Ele pontuou, ainda, que a transformação da psiquiatria aconteceu com a criação das unidades psiquiátricas nos hospitais gerais e, em alguns lugares do mundo, isso foi possível com a modernização dos manicômios, principalmente em países como a Inglaterra, Estados Unidos e França. “O que me preocupa na psiquiatria hoje, talvez seja que as pessoas falem do passado como se soubessem o que os grandes autores quiseram dizer, e acredito que além de pessoas fluentes em outros idiomas, poucos de nós tivemos a oportunidade de aprender de fato os conceitos fundamentais da prática.”
“Vejo que hoje, na indústria farmacêutica, não temos nada em relação à prática da psiquiatria que valha a pena citar nos últimos dez anos. Temos mais de quarenta tipos de antidepressivos e nenhum deles é melhor do que o primeiro criado. Quando penso no futuro, infelizmente não vejo uma programação atual suficientemente adequada para poder lidar com doentes mentais”, completou.
De acordo com o psiquiatra, um grande avanço seria se boa parte dos clínicos gerais pudessem prescrever antidepressivo, porque, diante dos dados que apontam que 20% da população em determinado momento pode ter um quadro depressivo, não haverá psiquiatras no mundo suficientes para atendê-los, sendo necessário que médicos generalistas possam executar o diagnóstico e o tratamento destes casos.
“Uma das minhas preocupações é com a pseudopsiquiatria do futuro, a outra é com quais bases devemos formar médicos para atender a demanda da população com quadros significativos e que não podem ser atendidos pelos clínicos gerais nas Unidades Básicas de Saúde. Fico me questionando, vamos ensinar nossos residentes à pseudociência? Vamos jogar fora o conhecimento sólido que nós temos? Como iremos formá-los? Desta maneira, respondo que precisamos mudar o conceito na formação médica de que algumas vertentes da psiquiatria devem ser consideradas nas grandes áreas da medicina”, finalizou.

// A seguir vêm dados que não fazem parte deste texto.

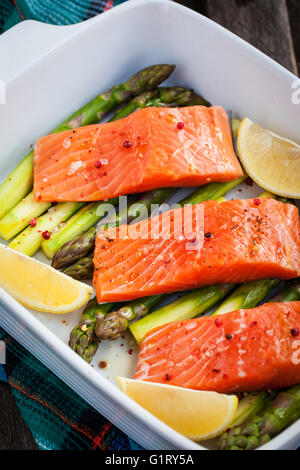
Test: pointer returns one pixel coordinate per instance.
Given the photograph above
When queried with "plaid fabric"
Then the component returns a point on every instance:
(57, 417)
(51, 11)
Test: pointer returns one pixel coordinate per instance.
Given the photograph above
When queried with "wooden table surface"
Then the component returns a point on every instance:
(270, 25)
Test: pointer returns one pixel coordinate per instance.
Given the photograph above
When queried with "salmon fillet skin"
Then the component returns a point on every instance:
(236, 241)
(144, 151)
(241, 351)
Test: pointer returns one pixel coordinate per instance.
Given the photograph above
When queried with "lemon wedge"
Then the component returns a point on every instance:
(38, 286)
(195, 414)
(270, 160)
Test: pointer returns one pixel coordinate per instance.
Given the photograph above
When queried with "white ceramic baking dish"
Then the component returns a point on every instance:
(51, 71)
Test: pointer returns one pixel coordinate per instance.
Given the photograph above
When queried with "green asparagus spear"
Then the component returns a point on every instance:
(29, 241)
(72, 250)
(19, 182)
(290, 293)
(281, 412)
(88, 216)
(76, 248)
(115, 323)
(82, 337)
(254, 402)
(165, 96)
(188, 306)
(21, 215)
(82, 269)
(247, 296)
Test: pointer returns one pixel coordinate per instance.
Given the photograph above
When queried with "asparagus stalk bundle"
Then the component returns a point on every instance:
(80, 247)
(254, 403)
(111, 326)
(67, 253)
(89, 215)
(84, 269)
(175, 96)
(115, 324)
(247, 296)
(19, 182)
(29, 241)
(188, 306)
(21, 215)
(82, 338)
(279, 413)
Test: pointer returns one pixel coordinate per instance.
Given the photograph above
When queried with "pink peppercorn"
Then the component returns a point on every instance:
(46, 235)
(33, 222)
(295, 332)
(127, 144)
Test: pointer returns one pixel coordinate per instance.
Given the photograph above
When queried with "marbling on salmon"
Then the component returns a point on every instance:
(144, 151)
(244, 350)
(242, 242)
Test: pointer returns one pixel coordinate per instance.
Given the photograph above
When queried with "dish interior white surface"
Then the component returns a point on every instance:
(68, 72)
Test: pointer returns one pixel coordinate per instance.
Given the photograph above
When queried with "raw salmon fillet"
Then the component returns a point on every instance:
(91, 163)
(241, 351)
(241, 242)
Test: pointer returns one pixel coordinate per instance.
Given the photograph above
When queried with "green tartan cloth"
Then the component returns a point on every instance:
(57, 417)
(51, 11)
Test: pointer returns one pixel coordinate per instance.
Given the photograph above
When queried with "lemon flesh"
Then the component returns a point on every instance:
(195, 414)
(270, 160)
(39, 286)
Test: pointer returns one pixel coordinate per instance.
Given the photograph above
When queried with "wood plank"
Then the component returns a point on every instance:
(294, 14)
(263, 23)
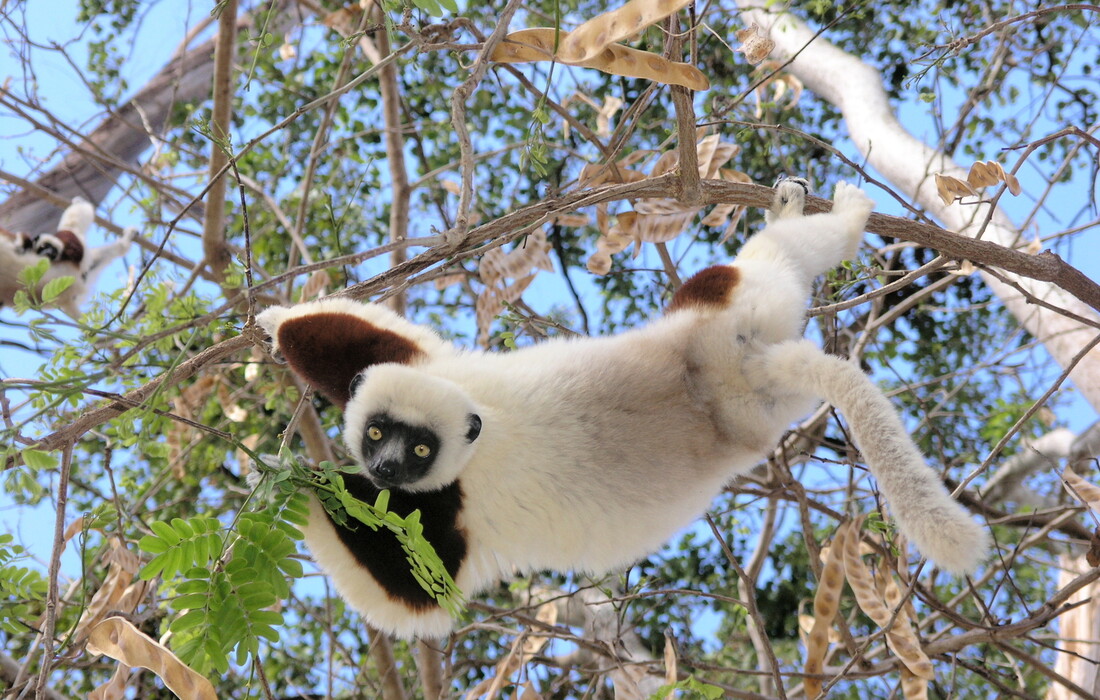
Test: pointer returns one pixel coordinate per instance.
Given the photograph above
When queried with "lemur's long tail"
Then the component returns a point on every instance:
(941, 528)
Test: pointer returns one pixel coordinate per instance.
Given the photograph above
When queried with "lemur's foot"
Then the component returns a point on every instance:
(851, 200)
(48, 245)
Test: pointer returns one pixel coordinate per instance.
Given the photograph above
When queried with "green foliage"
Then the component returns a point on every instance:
(21, 588)
(327, 484)
(437, 8)
(224, 582)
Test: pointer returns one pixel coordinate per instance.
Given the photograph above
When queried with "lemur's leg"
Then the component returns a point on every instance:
(939, 527)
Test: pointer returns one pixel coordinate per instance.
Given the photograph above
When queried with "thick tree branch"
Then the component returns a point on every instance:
(216, 252)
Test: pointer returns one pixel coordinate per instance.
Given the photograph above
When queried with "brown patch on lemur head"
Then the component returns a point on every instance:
(328, 350)
(711, 286)
(72, 248)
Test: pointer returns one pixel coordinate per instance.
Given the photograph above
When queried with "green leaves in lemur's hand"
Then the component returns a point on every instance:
(427, 568)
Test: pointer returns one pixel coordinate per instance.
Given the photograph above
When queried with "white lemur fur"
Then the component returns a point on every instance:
(589, 454)
(68, 255)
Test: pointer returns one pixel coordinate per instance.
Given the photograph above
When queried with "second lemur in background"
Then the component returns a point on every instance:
(67, 253)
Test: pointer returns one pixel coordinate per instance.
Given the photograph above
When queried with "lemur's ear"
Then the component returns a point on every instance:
(330, 341)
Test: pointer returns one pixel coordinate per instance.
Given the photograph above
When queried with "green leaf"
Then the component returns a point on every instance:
(39, 460)
(56, 287)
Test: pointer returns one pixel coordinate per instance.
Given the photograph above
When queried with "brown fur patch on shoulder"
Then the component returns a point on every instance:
(711, 286)
(329, 349)
(74, 248)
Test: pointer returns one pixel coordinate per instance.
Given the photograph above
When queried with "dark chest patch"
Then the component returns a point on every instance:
(711, 286)
(380, 551)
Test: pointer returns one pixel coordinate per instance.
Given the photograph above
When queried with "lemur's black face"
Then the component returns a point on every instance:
(396, 452)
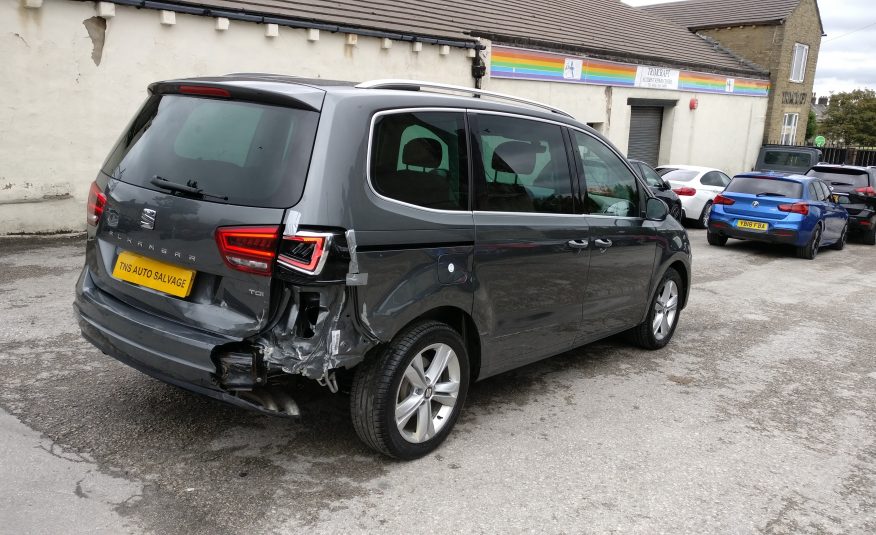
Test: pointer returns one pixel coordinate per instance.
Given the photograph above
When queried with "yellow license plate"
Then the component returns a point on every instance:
(153, 274)
(753, 225)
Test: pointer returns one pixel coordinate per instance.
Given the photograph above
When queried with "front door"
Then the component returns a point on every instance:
(531, 249)
(623, 246)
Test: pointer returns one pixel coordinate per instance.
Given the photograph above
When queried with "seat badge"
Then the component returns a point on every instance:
(147, 219)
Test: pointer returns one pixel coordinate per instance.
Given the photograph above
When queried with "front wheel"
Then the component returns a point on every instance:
(659, 326)
(810, 250)
(405, 401)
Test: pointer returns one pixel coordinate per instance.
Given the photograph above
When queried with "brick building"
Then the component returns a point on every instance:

Finalizando o encontro, o vice-presidente da FBAM salientou o quanto as apresentações foram importantes para se observar a história e a importância da medicina brasileira referente aos estudos e tratamento dos transtornos. “Sob vários prismas, o evento de hoje produzirá frutos, e esta é uma das vertentes impostas pela FBAM, que além de congregar as academias de Medicina dos estados, visa promover atividades culturais e científicas, que se relacionem diretamente com a preservação dos valores da ética, bioética e humanismo, e isso hoje foi de uma relevância e presença extrema em todas as apresentações.”